Chaos Labs Exits Aave Over Risk Control Misalignment
Chaos Labs founder Omer Goldberg cited concerns over risk management philosophy and undefined legal liability for DeFi risk managers as reasons for departing Aave, despite a ₱301 million ($5 million) budget offer to stay.
Key Takeaway
DeFi risk managers face undefined legal exposure with no framework to protect them when protocols fail.
Chaos Labs founder Omer Goldberg announced Monday the firm is ending its three-year engagement with Aave, despite the protocol offering ₱301 million ($5 million) to retain them.
The departure comes as Aave prepares to migrate from V3 to V4, a transition Goldberg said could take months or even years. During this period, both V3 and V4 would need simultaneous management until V3's markets and liquidity fully migrate. Goldberg said the engagement no longer reflects how his firm believes risk should be managed.
Aave Labs CEO Stani Kulechov offered a different account. He said Chaos Labs wanted to become Aave's sole risk provider, forcing out LlamaRisk and replacing Chainlink's price oracles with Chaos-built alternatives. Kulechov said Aave declined because users are more comfortable with Chainlink's services at scale.
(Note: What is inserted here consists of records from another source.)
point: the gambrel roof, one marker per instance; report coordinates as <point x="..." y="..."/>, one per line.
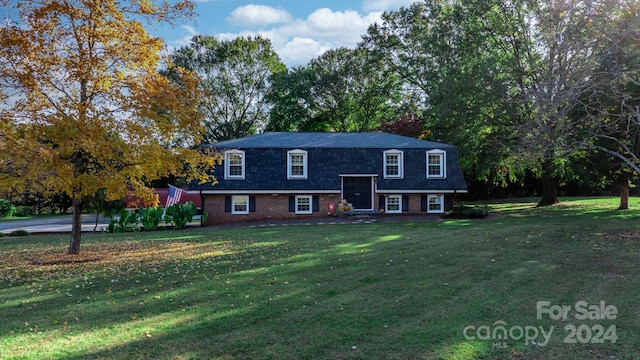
<point x="330" y="157"/>
<point x="307" y="140"/>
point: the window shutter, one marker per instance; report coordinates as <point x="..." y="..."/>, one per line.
<point x="252" y="204"/>
<point x="227" y="204"/>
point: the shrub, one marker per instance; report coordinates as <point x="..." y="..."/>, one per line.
<point x="6" y="208"/>
<point x="151" y="217"/>
<point x="126" y="221"/>
<point x="467" y="212"/>
<point x="180" y="214"/>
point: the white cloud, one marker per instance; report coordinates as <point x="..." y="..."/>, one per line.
<point x="258" y="15"/>
<point x="300" y="50"/>
<point x="383" y="5"/>
<point x="296" y="41"/>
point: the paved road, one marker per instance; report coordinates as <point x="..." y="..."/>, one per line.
<point x="57" y="224"/>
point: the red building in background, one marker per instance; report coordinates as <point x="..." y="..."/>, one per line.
<point x="131" y="202"/>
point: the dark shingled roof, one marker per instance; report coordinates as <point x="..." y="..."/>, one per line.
<point x="327" y="140"/>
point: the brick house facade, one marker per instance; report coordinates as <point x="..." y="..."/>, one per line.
<point x="298" y="175"/>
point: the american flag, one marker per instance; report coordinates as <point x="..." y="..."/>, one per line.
<point x="174" y="196"/>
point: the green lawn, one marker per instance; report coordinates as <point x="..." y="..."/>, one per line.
<point x="423" y="290"/>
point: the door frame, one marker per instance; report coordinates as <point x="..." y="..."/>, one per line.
<point x="372" y="178"/>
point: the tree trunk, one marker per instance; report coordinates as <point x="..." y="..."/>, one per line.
<point x="549" y="189"/>
<point x="624" y="194"/>
<point x="76" y="228"/>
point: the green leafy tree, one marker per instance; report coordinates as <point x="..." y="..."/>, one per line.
<point x="342" y="90"/>
<point x="443" y="52"/>
<point x="235" y="77"/>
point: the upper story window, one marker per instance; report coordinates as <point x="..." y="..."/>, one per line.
<point x="436" y="164"/>
<point x="234" y="164"/>
<point x="297" y="164"/>
<point x="393" y="164"/>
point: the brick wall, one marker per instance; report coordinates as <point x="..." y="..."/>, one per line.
<point x="267" y="207"/>
<point x="274" y="206"/>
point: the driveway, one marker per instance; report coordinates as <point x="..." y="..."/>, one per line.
<point x="57" y="224"/>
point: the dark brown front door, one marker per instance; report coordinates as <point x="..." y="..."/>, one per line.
<point x="357" y="191"/>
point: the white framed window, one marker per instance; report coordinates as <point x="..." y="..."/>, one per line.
<point x="240" y="204"/>
<point x="436" y="164"/>
<point x="304" y="204"/>
<point x="234" y="164"/>
<point x="393" y="204"/>
<point x="435" y="203"/>
<point x="393" y="164"/>
<point x="296" y="164"/>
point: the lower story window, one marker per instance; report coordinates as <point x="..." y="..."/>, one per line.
<point x="240" y="204"/>
<point x="435" y="203"/>
<point x="394" y="204"/>
<point x="303" y="204"/>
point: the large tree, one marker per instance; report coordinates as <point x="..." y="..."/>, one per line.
<point x="443" y="52"/>
<point x="84" y="106"/>
<point x="235" y="76"/>
<point x="341" y="90"/>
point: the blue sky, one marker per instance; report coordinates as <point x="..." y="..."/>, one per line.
<point x="298" y="29"/>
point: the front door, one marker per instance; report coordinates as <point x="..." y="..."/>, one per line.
<point x="358" y="191"/>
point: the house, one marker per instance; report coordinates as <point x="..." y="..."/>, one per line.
<point x="291" y="175"/>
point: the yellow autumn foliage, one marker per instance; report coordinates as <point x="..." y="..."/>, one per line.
<point x="84" y="106"/>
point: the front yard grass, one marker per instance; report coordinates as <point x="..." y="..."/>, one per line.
<point x="400" y="290"/>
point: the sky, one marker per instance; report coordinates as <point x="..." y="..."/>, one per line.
<point x="299" y="30"/>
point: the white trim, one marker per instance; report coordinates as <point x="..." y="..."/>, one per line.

The protocol will now increase focus on LlamaRisk for risk management.
Chaos Labs raised legal liability concerns as a factor in the exit. Goldberg said there's no regulatory framework or settled law defining what a risk manager owes when a DeFi protocol fails. The firm has operated at a financial loss for three years while serving as Aave's risk manager, according to the company's statements.
Aave crossed ₱60.2 trillion ($1 trillion) in cumulative lending volume in late February and recently integrated with OKX's X Layer Ethereum scaling solution. Chaos Labs raised ₱3.31 billion ($55 million) in a Series A funding round in August 2024.
This article was written based on reporting from Cointelegraph.